Livro: Celebre a Vida (2016)
Autora: Marinilce Schmitz

Celebre a Vida é um livro sobre recomeço, renascimento, renovação. Não por acaso, a capa da obra traz uma flor que, contra todas as probabilidades, germinou em meio ao concreto. Assim é a natureza, inclusive a natureza humana.
Marinilce Schmitz, autora da obra, também germinou em meio ao concreto. Renasceu como escritora, como poetisa, como cidadã. E as 60 poesias que reuniu em seu primeiro livro mostram que não há cimento e argamassa capazes de deter a força resiliente da natureza. Seja pessoa, seja flor, a natureza é implacável quando decide continuar.
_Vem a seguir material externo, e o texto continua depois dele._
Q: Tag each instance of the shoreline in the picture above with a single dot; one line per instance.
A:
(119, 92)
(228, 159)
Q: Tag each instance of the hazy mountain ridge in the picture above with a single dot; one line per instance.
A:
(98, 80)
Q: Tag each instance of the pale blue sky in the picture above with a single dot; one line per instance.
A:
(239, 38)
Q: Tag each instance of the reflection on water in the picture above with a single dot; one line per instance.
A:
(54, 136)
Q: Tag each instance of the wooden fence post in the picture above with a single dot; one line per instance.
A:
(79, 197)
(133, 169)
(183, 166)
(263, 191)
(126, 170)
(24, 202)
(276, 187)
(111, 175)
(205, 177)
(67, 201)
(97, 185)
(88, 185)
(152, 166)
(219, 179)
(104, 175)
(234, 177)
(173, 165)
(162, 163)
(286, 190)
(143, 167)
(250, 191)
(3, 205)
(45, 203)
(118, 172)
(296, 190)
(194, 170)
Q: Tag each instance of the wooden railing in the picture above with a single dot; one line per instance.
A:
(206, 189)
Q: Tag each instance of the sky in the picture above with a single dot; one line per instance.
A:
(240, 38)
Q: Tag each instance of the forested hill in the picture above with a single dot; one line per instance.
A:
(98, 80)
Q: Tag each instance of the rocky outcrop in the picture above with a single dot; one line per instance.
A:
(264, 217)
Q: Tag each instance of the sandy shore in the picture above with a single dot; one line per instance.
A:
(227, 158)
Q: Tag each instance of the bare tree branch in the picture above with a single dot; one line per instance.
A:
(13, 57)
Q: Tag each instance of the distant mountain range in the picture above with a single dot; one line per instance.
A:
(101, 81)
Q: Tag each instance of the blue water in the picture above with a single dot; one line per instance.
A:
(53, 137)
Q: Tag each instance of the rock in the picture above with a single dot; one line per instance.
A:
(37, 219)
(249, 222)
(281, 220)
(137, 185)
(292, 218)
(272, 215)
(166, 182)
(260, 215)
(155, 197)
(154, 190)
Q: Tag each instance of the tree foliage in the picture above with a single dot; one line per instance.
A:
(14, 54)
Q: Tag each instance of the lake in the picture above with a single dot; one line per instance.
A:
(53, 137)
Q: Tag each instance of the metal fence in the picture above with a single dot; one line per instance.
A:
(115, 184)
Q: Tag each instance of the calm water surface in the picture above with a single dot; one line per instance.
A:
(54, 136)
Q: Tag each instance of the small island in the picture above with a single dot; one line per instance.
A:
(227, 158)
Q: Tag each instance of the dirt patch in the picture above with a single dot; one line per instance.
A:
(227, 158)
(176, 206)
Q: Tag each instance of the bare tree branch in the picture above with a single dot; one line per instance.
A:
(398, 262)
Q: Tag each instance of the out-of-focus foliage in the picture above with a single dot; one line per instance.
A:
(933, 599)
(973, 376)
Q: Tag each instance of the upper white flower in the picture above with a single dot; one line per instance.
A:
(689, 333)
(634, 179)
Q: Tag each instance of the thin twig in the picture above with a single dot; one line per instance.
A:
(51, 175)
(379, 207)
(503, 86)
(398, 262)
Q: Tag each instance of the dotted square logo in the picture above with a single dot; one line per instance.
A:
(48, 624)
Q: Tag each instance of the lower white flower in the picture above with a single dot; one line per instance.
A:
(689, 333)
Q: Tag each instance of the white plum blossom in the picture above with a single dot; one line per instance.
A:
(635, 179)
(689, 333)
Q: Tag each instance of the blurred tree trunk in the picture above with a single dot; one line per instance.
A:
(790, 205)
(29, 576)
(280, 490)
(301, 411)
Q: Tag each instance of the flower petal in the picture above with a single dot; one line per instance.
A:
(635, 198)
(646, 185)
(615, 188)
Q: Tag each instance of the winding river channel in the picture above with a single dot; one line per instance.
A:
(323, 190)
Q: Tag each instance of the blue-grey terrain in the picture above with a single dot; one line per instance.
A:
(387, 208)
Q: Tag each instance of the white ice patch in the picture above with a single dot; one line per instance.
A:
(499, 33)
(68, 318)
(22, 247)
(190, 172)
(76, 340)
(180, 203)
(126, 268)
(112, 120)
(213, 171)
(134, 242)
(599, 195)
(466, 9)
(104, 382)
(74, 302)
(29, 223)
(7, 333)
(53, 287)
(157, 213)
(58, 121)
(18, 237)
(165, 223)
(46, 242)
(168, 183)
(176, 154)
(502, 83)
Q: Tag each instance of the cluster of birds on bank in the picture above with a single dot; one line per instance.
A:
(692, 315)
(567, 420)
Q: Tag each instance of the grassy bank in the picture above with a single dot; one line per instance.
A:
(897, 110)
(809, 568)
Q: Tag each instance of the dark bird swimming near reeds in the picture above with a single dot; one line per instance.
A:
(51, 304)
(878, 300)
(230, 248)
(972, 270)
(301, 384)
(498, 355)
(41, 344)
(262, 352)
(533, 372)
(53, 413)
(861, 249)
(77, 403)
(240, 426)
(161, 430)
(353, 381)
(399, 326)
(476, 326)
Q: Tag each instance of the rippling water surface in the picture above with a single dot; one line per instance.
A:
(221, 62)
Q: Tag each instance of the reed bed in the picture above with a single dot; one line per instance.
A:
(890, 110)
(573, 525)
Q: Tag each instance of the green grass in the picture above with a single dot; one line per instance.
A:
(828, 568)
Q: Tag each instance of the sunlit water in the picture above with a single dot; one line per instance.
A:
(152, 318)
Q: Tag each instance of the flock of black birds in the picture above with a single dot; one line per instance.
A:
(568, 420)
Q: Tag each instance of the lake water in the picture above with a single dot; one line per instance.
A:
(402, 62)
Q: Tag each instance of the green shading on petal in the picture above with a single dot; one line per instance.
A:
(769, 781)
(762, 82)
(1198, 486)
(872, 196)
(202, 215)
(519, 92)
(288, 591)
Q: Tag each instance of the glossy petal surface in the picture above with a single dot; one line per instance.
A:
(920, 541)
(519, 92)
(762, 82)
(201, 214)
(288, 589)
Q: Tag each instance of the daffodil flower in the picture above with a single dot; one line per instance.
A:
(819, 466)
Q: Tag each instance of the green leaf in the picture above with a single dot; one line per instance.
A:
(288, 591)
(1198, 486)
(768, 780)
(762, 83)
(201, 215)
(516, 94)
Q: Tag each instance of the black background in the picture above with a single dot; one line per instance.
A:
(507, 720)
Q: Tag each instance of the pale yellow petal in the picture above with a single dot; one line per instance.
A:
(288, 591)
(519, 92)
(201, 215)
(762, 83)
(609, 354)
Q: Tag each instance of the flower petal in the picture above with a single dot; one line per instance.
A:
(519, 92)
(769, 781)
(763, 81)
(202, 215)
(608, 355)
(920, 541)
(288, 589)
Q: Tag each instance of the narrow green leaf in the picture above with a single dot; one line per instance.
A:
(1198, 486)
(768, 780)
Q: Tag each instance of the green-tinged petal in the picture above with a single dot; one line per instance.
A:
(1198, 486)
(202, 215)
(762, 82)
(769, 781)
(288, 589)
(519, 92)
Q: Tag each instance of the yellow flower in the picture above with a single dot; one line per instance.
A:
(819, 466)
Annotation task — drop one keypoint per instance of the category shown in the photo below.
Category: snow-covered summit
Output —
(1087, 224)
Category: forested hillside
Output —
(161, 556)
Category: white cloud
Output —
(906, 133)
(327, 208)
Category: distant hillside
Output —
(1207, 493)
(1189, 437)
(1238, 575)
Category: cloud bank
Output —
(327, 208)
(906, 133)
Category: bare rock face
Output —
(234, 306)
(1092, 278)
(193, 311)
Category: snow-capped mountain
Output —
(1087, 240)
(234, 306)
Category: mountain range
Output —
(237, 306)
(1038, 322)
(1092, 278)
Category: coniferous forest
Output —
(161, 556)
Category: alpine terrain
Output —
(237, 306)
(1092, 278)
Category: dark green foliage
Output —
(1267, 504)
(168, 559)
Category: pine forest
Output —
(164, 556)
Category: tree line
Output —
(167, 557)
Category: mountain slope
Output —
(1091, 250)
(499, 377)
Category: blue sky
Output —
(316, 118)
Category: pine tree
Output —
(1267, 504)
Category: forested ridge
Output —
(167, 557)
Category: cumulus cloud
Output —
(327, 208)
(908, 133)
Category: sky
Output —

Quando decide ir em frente, ao invés de recuar.
Celebrar a vida é a maneira mais eficiente de lutar contra a dor e o concreto, que nos ordenam menosprezar, maltratar, abandonar a vida. E Marinilce divide com seus leitores os caminhos bonitos e tortuosos que percorreu até aprender que, da dor e do concreto, ao invés de amargura e argamassa, pode sair poesia.

Livro: A Mão de Celina (2014)
Autor: Jeremias Soares

Quando perdemos uma pessoa para a morte, a perdemos para sempre.
Era no que acreditava Edu depois de enterrar Celina, sua jovem esposa, vitimada por um câncer galopante. No entanto, bastou conhecer sua nova namorada, Jana, para descobrir que os mortos também podem voltar.
Alguns para contar o que existe do outro lado; outros para mostrar que os caminhos da vida e da morte não somente se cruzam, como são exatamente os mesmos.
Se da morte só conhecíamos o nosso próprio medo, agora chegou a hora de dar a mão para Celina, e deixar que ela nos conduza por este labirinto sombrio e íngreme que desconhecemos, que tememos, mas pelo qual somos fascinados.
O mundo dos vivos e dos mortos é o mesmo mundo.
E Edu irá entender que, quando perdemos uma pessoa para a morte, não a perdemos para sempre.
Há quem volte para contar.
E há quem volte para fazer ainda mais.

Autor: Afobório

Amor, brutalidade, crime, drogas, esperança.
Respeito.
Discriminação social, racial.
Estes são os ingredientes que norteiam a vida de Jozz, o protagonista deste romance violento.
Negro, pobre, morador da favela, sem nenhuma estrutura familiar, Jozz é o anti-herói que até admiramos, que até compreendemos, mas que queremos longe de nossas casas e de nossas vidas.
Você poderá amá-lo ou poderá odiá-lo. Tudo depende das situações que você viu, ouviu e viveu.
Através de um texto cru, direto e impetuoso, o escritor Afobório não mede palavras, e nem teme os militantes do politicamente correto ao falar sobre preconceito e segregação social, perturbando e colocando o leitor a refletir sobre o seu papel em um país que ainda esconde seu racismo, enfeita sua miséria, e ignora esta bomba-relógio que ameaça explodir a qualquer instante.
Neste contexto, Jozz é um perigo.
Mas quem não é?

Livro: Enfim... Primavera (2013)
Autor: Willian Couto

Cem páginas em branco de um livro de atas de capa preta, transformado em diário e chamado de Petrus por Capitu, a protagonista desta história.
Nestas 100 páginas, Capitu terá a difícil tarefa de buscar sua salvação, e a cura para sua fúria e para sua tristeza, que a tornam prisioneira de um ódio cego e doentio.
Tendo visto morrer, ao longo de sua vida, todas as flores que enfeitavam seus sonhos, Capitu terá de redescobrir que, mesmo que matem as flores, nada, absolutamente nada pode impedir o retorno da primavera.
Uma história de violência e dor; mas também de perdão, de amor e de recomeço.
Porque o dia sempre amanhece, não importa quão escura e fria tenha sido a noite que o precedeu.